# Getting our first Havanese, we have a few questions



## Tabbyrawr (Feb 9, 2010)

Our family is getting our first Havanese in a week or so. We're very excited, but we have a couple questions and would be very grateful if any experienced owners could answer them. We previously had a Border Collie, but have had no experience with small dogs.
-Do Havanese often develop Small Dog Syndrome? If so, what are some good strategies for avoiding it?
-Are there any great tricks that you've taught your Havanese?
-Do you have any crate-training or training-the-dog-to-go-outside-through-the-doggie-door-to-do-his/her-business tips?
-Are there any special supplies we need?
-We have two rabbits, and we aren't sure how to introduce the dog to the rabbbits. Does anyone here know the best way to introduce the dogs and rabbits? Both rabbits are very sweet, one is a neutered male and another is an unspayed female. We plan on neutering our puppy.
-Can Havanese learn toy names, so that they can fetch a toy if you tell them to fetch it?
-Do Havanese tend to stick close to home, or do they run out onto the street if they get out of the house?
-Will chicken wire around the yard be sufficient to keep the dog from escaping the yard?
-A friend of ours had a Havanese who was well-behaved for 3 years, then became a growly, grumpy, unfriendly dog, who she ended up giving away. Do you know why this might have happened, and if so, how we could prevent this happening with our Havanese?
-I'm considering showing in agility - do you have any suggestions/websites on agility training?
-I've heard of a dog training place called Dog Squad - have you heard if they're any good? Yelp reviews say they're great, but I wanted to get some feedback from Havanese owners.
-Do you have any dog name suggestions? Here's a picture. He's a male dog. We're considering these names currently:
Bailey
Marley
Milo
Benji
Benito
Diego
Felix
Marco
Pablo
Zorro
Quinn
Rocky


----------



## gelbergirl (Jun 9, 2007)

He is a cutie !
I like Quinn.
My Henry knows the names of his toys, and will get them if I suggest it. This is a smart breed.
Small dog syndrome? Havs are sturdy dogs and can hold their own. Plus they are very friendly and are friendly with people, big dogs, small dogs, and all.
I think if they get out of the house they will immediately run to wherever to find a squirrel even if it is across the street, so best to keep him on a leash for safety (please).
You will need a good amount of chew toys.
Also make sure the pup gets plenty of naps as a youngster, I found this helped with his energy levels and gave him a good amount of rest in between learning everything he needed.


----------



## rdanielle (Sep 2, 2008)

Welcome to the forum! Congrats on your Hav baby he's absolutely adorable 

Doggie door, you might have to help him thru a few times. They are very food motivated so give lots of treats!
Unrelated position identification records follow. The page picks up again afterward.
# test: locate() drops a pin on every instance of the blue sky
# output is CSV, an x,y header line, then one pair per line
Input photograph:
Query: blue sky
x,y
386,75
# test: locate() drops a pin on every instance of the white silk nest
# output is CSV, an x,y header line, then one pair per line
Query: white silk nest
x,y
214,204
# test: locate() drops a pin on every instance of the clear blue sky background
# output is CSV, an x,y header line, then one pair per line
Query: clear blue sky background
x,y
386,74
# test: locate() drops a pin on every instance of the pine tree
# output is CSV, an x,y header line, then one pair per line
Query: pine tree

Whether they wander far or stick close to home depends more their individual personality rather than the breed as a whole. There are Havs that absolute velcro dogs then those who like to explore the world more.. So until you know which category they fall on keep your on him.


----------



## Tabbyrawr (Feb 9, 2010)

Thanks so much for all the help!


----------



## HavaneseSoon (Nov 4, 2008)

Lots of questions! We will need more pictures in order to answer all these questions. (Hint...Hint...)

A true companion dog, he will never leave your sight without fussing. He loves being with you! Really do not know why the Hav you mentioned became grumpy...
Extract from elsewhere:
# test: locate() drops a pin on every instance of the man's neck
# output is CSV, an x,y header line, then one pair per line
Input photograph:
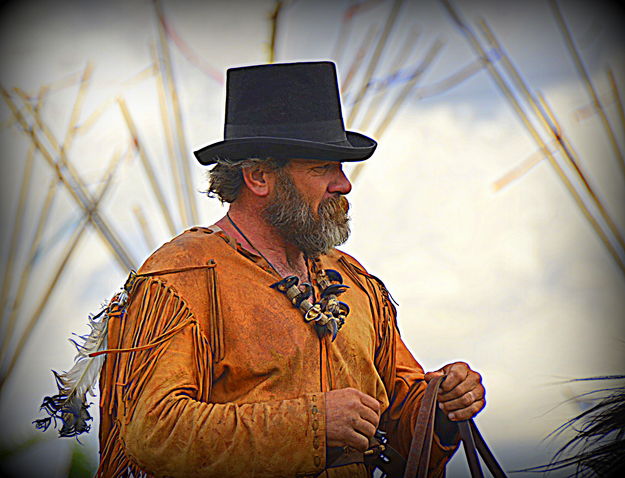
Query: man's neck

Havs are verbal and will talk back to you. 

Very smart! Lots of toys needed. Start calling the toys names and your pup will go get those toys. 

They will often look at you expecting you to read their minds! Start practicing! Either...
I need to go outside, I am hungry, I am tired (and I do not know what to do), please play with me.

Whatever name you choose, you will have at least 6 other names you call them!

Tricks: I have taught sit, stay, roll-over, down, stand, speak, go get your" (toy insert name)," go get your bone, find it, place,......I will often tell Dexter to stay and get out of sight and call him and he will have to find me.

I will ask.... What do you want? Are you hungry? Go get some water.

I am still amazed at how smart these Havs are!

Agility: I have heard you have to wait until they are old enough...over a year, I think.

As for sticking close to home....Forget about it! They love to smell stuff, they like to go potty in another yard,...So, do not let your Hav out of your sight when outside! 

I taught: Ring the bells to go outside to potty...Dexter still does this with husband, but Dexter gives me the look and I know what the look means. 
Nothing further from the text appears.